It has happened many times to me. Also, but not exclusively, on *.stackexchange sites.
- Someone makes a statement. Often, but not always, they do this as a response to a question I asked.
- What they say doesn't seem right to me! It is in conflict with what I think I know / it seems self-refuting to me / it seems to me to overlook something important that has considerable ramifications to the topic / etc etc.
- I think that just accepting what I was told and moving on is likely suboptimal for at least two reasons: * I understand that I may be wrong and I may be influenced by some misconceptions that prevent me from understanding the topic, so if this is the case I would like to ask this person to clear my misconceptions (or else I won't reach understanding) and * It has sometimes been the case that it turned out I was right and the person to make the statements was wrong - another big reason to try to ask him to respond to my doubts rather than simply accept that he is right and I am wrong.

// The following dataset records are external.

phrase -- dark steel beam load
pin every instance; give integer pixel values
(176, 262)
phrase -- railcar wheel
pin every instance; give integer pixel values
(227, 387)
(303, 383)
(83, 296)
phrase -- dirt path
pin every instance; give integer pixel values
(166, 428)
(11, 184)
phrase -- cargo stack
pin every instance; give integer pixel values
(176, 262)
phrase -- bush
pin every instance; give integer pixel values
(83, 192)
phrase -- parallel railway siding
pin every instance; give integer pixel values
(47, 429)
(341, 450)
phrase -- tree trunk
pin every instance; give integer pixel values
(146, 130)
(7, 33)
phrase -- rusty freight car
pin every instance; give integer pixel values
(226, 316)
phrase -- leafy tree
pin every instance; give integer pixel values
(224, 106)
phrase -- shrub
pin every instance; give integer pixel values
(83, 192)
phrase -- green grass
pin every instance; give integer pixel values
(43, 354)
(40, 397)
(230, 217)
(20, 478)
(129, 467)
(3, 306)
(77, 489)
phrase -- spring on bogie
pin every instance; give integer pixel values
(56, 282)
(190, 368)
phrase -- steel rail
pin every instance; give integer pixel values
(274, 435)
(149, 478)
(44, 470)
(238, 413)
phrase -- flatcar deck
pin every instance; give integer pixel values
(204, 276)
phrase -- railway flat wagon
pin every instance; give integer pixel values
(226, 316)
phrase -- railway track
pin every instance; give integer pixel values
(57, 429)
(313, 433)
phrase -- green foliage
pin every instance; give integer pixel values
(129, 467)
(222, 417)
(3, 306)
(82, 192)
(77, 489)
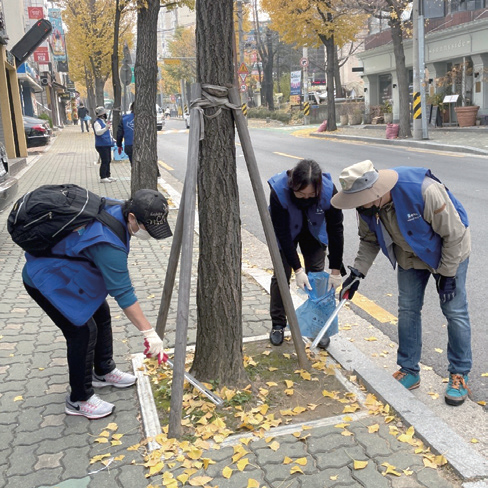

However: All too often when I present my doubts to the statement-maker the results are not what I intended. I am often told I'm rude and argumentative; and even if I'm not being told this the person I'm talking to often simply quits the conversation. Even on SE it has happened at least twice to me: (1) After posting a comment under an answer I was told that because of my attitude the answerer would not answer any more questions from me in the future and (2) After posting a comment under another answer to another question I saw this answer deleted and my question downvoted.
My guess is that I have a nasty habit of crossing the line from asking a person to elaborate what they just said to fighting their statements and trying to prove them wrong. My guess is that while people typically like to elaborate what they just said they nevertheless don't like to see their statements attacked and don't like to have to defend them; rather, they quit the conversation. Makes sense actually; if I know better why was I asking in the first place?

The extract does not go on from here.